Let's use the desaturated image, and apply another filter on top of it. The desaturated image has some contrast, so we we're going to test some edge detection.

1. Add a SobelEdgeDetector.SobelEdgeDetector node to the canvas.

2. Connect this to a BaseUsingCopyPartialFilter.Apply and connect the desaturated image to the image input of this node.

3. The Sobel Edge Detector has highlighted the edges in a new image.

Zooming in, the edge detector has called out the outlines of the bubbles with pixels. The AForge library has tools to take results like this and create Dynamo geometry. We'll explore that in the next exercise.

Exercise 2 - Rectangle Creation

Now that we're introduced to some basic image processing, let's use an image to drive Dynamo geometry! On an elementary level, in this exercise we're aiming to do a "Live Trace" of an image using AForge and Dynamo. We're going to keep it simple and extract rectangles from a reference image, but there are tools available in AForge for more complex operations. We'll be working with 02-RectangleCreation.dyn from the downloaded exercise files.

1. With the File Path node, navigate to grid.jpg in the exercise folder.

2. Connect the remaining series of nodes above to reveal a course parametric grid.

1. Add a BlobCounter to the canvas, then we need a way to process the image (similar to the BaseFilter.Apply tool in the previous exercise).

Unfortunately the "Process Image" node is not immediately visible in the Dynamo library. This is because the function may not be visible in the AForge source code. In order to fix this, we'll need to find a work-around.

1. Add a Python node to the canvas and add the following code to the Python node. This code imports the AForge library and then processes the imported image.

import sys
import clr
clr.AddReference('AForge.Imaging')
from AForge.Imaging import *

bc= BlobCounter()
bc.ProcessImage(IN[0])
OUT=bc

Connecting the image output to the Python node input, we get an AForge.Imaging.BlobCounter result from the Python node.

1. Connect the output of the Python script to BlobCounterBase.GetObjectRectangles. This reads objects in an image, based on a threshold value, and extracts quantified rectangles from the pixel space.

1. Adding another Python node to the canvas, connect to the GetObjectRectangles, and input the code below. This will create an organized list of Dynamo objects.

OUT = []
for rec in IN[0]:
	subOUT=[]
	subOUT.append(rec.X)
	subOUT.append(rec.Y)
	subOUT.append(rec.Width)
	subOUT.append(rec.Height)
	OUT.append(subOUT)

1. Transpose the output of the Python node from the previous step. This creates 4 lists, each representing X,Y, Width, and Height for each rectangle.

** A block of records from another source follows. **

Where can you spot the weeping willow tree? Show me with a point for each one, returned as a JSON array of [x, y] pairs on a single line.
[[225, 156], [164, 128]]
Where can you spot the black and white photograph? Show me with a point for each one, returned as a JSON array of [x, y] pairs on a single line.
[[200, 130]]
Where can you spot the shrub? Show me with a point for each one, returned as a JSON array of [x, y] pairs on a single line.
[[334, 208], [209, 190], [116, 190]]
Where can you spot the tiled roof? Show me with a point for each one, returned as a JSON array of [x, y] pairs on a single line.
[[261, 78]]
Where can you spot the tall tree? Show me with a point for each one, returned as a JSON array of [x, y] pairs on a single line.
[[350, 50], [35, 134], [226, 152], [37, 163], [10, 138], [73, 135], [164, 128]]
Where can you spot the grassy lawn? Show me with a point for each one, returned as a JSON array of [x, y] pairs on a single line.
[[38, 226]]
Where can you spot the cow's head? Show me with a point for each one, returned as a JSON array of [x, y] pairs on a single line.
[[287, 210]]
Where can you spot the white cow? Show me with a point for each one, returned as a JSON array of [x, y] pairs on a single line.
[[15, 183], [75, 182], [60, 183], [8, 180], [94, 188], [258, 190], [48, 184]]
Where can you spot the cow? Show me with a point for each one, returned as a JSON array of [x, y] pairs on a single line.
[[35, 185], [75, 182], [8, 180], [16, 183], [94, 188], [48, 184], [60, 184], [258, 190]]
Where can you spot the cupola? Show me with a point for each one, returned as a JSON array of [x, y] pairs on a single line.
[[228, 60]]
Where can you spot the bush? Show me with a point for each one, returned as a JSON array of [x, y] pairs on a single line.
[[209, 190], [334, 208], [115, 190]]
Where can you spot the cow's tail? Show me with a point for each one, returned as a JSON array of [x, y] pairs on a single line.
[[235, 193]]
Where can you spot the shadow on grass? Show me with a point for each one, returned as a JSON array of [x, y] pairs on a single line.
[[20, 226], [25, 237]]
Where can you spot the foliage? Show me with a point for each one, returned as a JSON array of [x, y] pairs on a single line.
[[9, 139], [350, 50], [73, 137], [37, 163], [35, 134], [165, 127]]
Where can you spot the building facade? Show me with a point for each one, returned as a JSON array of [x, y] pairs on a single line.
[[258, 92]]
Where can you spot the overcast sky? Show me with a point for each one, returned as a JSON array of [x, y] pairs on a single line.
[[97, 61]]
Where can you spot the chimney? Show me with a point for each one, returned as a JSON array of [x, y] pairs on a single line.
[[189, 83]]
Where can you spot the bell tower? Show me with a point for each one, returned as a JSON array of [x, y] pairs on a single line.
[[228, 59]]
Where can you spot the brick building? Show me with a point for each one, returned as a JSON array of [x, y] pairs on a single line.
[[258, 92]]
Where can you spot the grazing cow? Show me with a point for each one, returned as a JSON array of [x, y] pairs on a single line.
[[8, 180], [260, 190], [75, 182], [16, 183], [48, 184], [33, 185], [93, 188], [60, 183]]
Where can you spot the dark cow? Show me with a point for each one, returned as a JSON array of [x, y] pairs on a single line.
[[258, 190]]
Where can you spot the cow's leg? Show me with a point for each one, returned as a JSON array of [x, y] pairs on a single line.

2. Using Code Block, we organize the data into a structure that accommodates the Rectangle.ByCornerPoints node (code below).

recData;
x0=List.GetItemAtIndex(recData,0);
y0=List.GetItemAtIndex(recData,1);
width=List.GetItemAtIndex(recData,2);
height=List.GetItemAtIndex(recData,3);
x1=x0+width;y1=y0+height;
p0=Autodesk.Point.ByCoordinates(x0,y0);
p1=Autodesk.Point.ByCoordinates(x0,y1);
p2=Autodesk.Point.ByCoordinates(x1,y1);
p3=Autodesk.Point.ByCoordinates(x1,y0);

We have an array of rectangles representing the white squares in the image. Through programming, we've done something (roughly) similar to a live trace in Illustrator!

We still need some cleanup, however. Zooming in, we can see that we have a bunch of small, unwanted rectangles.

Next, we are going to write codes to get rid of unwanted rectangles.

1. Insert a Python node in between the GetObjectRectangles node and another Python node. The node's code is below, and removes all rectangles which are below a given size.

rectangles=IN[0]
OUT=[]
for rec in rectangles:
 if rec.Width>8 and rec.Height>8:
  OUT.append(rec)

With the superfluous rectangles gone, just for kicks, let's create a surface from these rectangles and extrude them by a distance based on their areas.

Last, change the both_sides input to false and we get an extrusion in one direction. Dip this baby in resin and you've got yourself one super nerdy table.